About

I grew up in Cambridge (MA, USA) in the ’70s and ’80s on and around Western Ave, in a neighborhood know locally as ‘the Coast.’ For those not from Cambridge, The Coast ‘back in the day’ – i.e. up to when I left it –  was a middle and lower-income mostly African American neighborhood with a smattering of other ethnic groups, from Irish and Greeks to Jews and Jamaicans…

It was a very local and special place to grow up – and a little world that mostly doesn’t exist anymore. (Condos on my old street now go for up to a cool million.) The relentless encroachment of Harvard and M.I.T…and, more importantly, the defeat of rent-control measures occasioned a steady outflow of lower-income folks…including most of the people I knew growing up… the house my folks bought for 36K in 1979 recently sold for 2 million dollars in 2019 (my folks sold and moved out in 2004ish)..

I left Cambridge for undergraduate studies in 1988, which I undertook at a somewhat unimpressive university that will go unnamed. I was, however, lucky to meet Sylvia Federici, an extraordinarily interesting and engaging scholar who got me interested in politics, history, and political thought.

The big, game-changing event of this period occurred in 1989 and 1990, when over the course of nine months I traveled with a group of 30 students from 10 countries to 20 countries across eastern and western Europe, the ‘Middle East,’ and Asia. It was a life-altering experience. I visited the old Soviet Union, saw the Berlin wall fall, traveled to Israel and the West Bank (Palestine/Rahmallah), spent time in India, and then Thailand, Viet Nam, China, and Japan. This on an academic trip led by the irrepressible Johan Galtung, a Norwegian scholar and eccentric, and one of the founders of Peace Research. A retrospective account of that journey can be found here.

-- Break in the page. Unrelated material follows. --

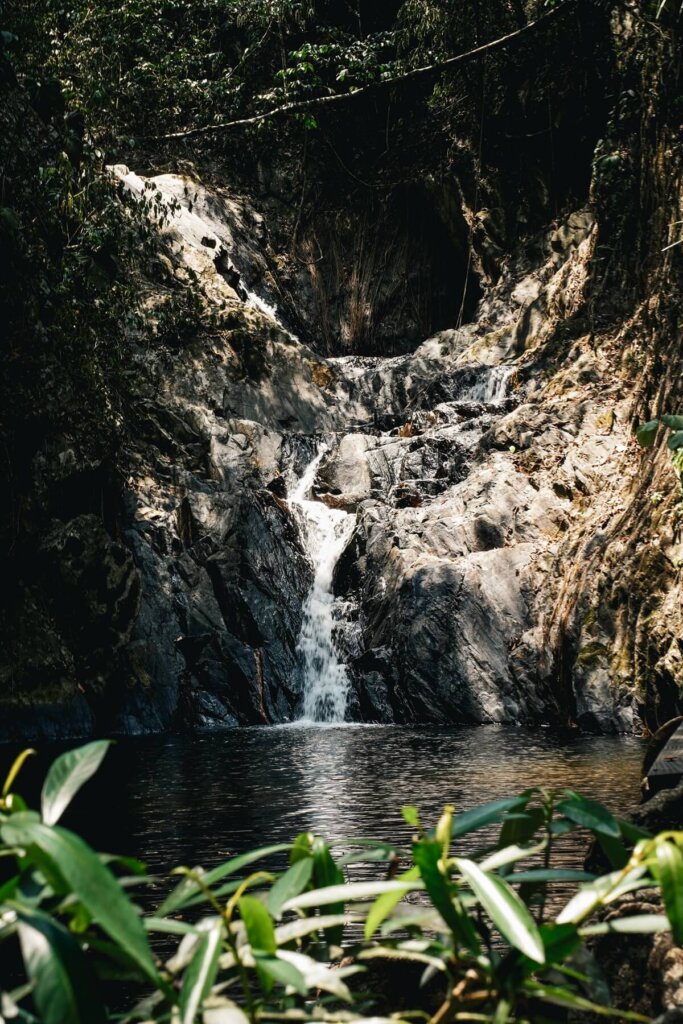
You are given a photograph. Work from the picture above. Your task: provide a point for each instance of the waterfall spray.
(326, 679)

In 1991 I earned at graduate certificate in Peace Research at the University of Oslo after which I took a train through eastern Europe and the former Soviet Union and into China, where I stayed for several months. I returned to the U.S. in late 1991 to mull my options. I quickly resolved to continue my studies.

In 1992 I began graduate school in sociology at the University of Wisconsin-Madison. Sociology is by far the most diffuse of all the social sciences and offered the greatest flexibility for someone like me who — at the time — was unsure about his exact interests. Basically, I wanted to understand more about the global and local dynamics of huge processes that determine or more broadly affect people’s livelihoods, material conditions, etc.

Grad studies took 12 years, partly because I was clueless about how to ‘do’ graduate school and partly for other reasons I will not delve into here. Another reason is that my graduate studies were punctuated by six or so yrs mainly in Vietnam and a year in Australia. In 2004 I moved to Singapore, where I lived for three years before moving to Hong Kong in 2007, where I resided for eight years. In 2016 I moved to Leiden University’s Institute for Area Studies, where I am currently based.

Leaving my wonderful family aside a courtesy to them (they are the center of my life!) I do interesting stuff and had been largely content in a beautiful, troubled world up until 2020, when things took a dramatic turn for the worse.